We make far too many casual promises. And we speak with little or no regard for carrying out the words we communicate. You put your integrity in the balance every time you commit. Others judge the fabric of your character by whether you keep your commitments and follow through on them in a timely manner. Casual promises and broken commitments are the quickest way to undermine your credibility.
You cannot be 100% accountable if you do not honor your commitments and behave in a way that is consistent with your words. Your relationship to commitments—both big and small—defines your character and decides your fate. It determines the sustainability of your committed partnerships.
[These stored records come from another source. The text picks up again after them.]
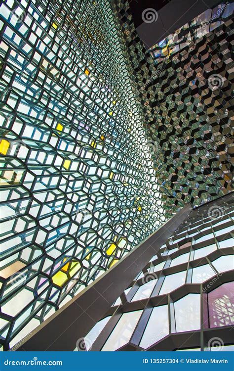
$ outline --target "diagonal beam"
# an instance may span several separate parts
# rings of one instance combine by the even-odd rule
[[[17,351],[73,350],[187,218],[186,205],[139,246],[37,327]]]

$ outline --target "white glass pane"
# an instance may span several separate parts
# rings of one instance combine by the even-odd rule
[[[194,259],[199,259],[199,258],[203,258],[203,256],[207,256],[208,254],[210,254],[211,252],[216,250],[216,245],[214,243],[212,245],[202,247],[201,249],[195,250],[194,252]]]
[[[184,284],[186,275],[186,271],[182,271],[178,273],[174,273],[173,275],[166,276],[159,294],[167,294]]]
[[[157,272],[157,271],[161,271],[161,270],[162,269],[164,265],[165,265],[165,262],[161,262],[161,263],[159,263],[159,264],[155,265],[155,266],[154,267],[153,272]]]
[[[211,238],[213,238],[213,237],[214,234],[213,233],[209,233],[208,234],[204,234],[203,236],[201,236],[201,237],[199,237],[199,238],[196,239],[195,243],[196,244],[199,242],[202,242],[203,241],[206,241],[207,239],[211,239]]]
[[[178,264],[182,264],[182,263],[186,263],[189,261],[189,252],[186,253],[186,254],[183,254],[182,255],[178,256],[177,258],[172,259],[171,263],[170,265],[170,267],[174,267],[175,265]]]
[[[143,311],[123,313],[105,344],[102,351],[116,350],[129,341]]]
[[[93,327],[92,329],[86,335],[84,340],[87,350],[92,348],[92,344],[101,332],[111,317],[111,316],[108,316],[106,318],[101,320],[101,321],[96,324],[95,326]]]
[[[174,303],[174,306],[177,332],[200,328],[199,294],[189,294]]]
[[[152,279],[144,285],[142,285],[137,290],[131,301],[141,300],[149,298],[157,279]]]
[[[234,238],[232,237],[228,238],[228,239],[225,239],[224,241],[220,241],[219,243],[220,247],[221,249],[225,247],[233,247],[234,245]]]
[[[224,228],[223,230],[217,231],[215,232],[215,235],[216,236],[221,236],[222,234],[226,234],[227,233],[229,233],[229,232],[233,232],[233,226],[230,226],[230,227],[227,227],[227,228]]]
[[[209,264],[193,269],[192,283],[201,283],[215,275],[215,271]]]
[[[212,262],[212,264],[218,272],[231,271],[234,269],[234,255],[221,256]]]
[[[140,346],[145,349],[168,334],[167,305],[155,307],[152,311],[142,336]]]

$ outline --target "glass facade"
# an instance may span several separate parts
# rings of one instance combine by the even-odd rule
[[[165,220],[110,1],[1,2],[0,342]]]
[[[136,310],[142,314],[135,330],[129,343],[121,344],[118,349],[213,351],[217,333],[211,330],[218,327],[221,350],[228,350],[233,343],[231,330],[234,325],[234,198],[223,197],[216,205],[225,208],[222,215],[211,216],[212,203],[194,209],[150,260],[126,294],[125,290],[121,295],[122,304],[108,312],[112,314],[107,324],[108,331],[104,327],[92,350],[106,350],[103,344],[113,334],[112,319]],[[221,247],[220,242],[228,237],[232,247]],[[155,273],[155,266],[161,269]],[[117,326],[117,323],[116,331]]]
Leaders eventually fail when they leave a trail of broken promises and diminish their word to the point where they are no longer trusted.
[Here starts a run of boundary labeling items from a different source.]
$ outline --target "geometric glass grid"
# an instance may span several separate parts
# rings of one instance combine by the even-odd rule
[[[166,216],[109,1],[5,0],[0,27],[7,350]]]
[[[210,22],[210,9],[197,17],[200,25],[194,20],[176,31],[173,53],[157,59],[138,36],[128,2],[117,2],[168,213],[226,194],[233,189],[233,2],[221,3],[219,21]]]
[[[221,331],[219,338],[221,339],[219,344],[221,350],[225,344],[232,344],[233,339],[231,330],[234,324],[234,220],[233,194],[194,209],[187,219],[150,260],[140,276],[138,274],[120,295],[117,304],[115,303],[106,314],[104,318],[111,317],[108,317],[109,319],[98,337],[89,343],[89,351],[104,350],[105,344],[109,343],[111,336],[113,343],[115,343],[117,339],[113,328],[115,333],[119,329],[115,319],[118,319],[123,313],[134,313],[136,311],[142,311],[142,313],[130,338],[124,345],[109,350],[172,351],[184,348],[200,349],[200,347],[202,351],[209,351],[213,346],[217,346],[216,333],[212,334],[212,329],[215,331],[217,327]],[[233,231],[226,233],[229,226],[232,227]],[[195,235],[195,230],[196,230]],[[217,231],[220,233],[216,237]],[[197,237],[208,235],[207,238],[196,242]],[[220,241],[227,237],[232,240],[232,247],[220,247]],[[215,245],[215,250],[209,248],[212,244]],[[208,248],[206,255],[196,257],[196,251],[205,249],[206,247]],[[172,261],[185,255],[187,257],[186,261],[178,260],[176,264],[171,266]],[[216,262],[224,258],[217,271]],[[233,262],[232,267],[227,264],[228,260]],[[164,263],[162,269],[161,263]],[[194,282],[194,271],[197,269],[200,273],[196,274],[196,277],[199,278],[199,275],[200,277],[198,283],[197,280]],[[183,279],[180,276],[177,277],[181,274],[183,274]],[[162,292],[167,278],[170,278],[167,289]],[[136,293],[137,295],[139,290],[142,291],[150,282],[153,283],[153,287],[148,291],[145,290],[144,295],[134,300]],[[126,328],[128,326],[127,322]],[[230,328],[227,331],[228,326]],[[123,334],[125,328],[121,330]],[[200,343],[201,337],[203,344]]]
When it comes to assessing leadership effectiveness, there are only two legitimate measures: the business results you produce and how others respond to your leadership. Your effectiveness as a leader is based on the extent to which others perceive you as credible and trustworthy, which, in turn, is what inspires confidence and generates results.
Agreements, commitments, promises, pledges, and pacts—call them anything you want. When you say the words “I will,” you are promising something to someone. The words commitment, promise, and agreement are pledges to do something. Respecting your word and honoring your commitments are expressions of your integrity and values. When your word means something, you can create anything. People whose word is respected are perceived as trustworthy, reliable, and credible. It takes strength of character to consistently demonstrate that your word is your bond.
Credibility is a multidimensional construct that consists of your expertise and your trustworthiness. If you are credible, people believe the truthfulness and correctness of what you say. Credibility is based on trust: can others count on you to do what you say you are going to do? You may be the best in your field with regard to knowledge and proficiency, but if you avoid making commitments or treat commitments casually, people will not trust you. When you do not keep your word in all matters, you destroy confidence. Your credibility at all levels in the organization is determined by how you relate to commitments. All people have is your word. What else is there?
A leader’s credibility requires living by his or her word. If you are of the misguided opinion that it is acceptable to break small commitments as long as you keep the big ones, you are heading for a huge fall—a fall in credibility. You might classify “I’ll call you tomorrow” as a small commitment that is not worthy of worry or angst should you neglect to follow through. But your thinking is flawed. It does not matter how you think your broken commitments will impact others. The only relevant data is the experience others have when you break your commitments.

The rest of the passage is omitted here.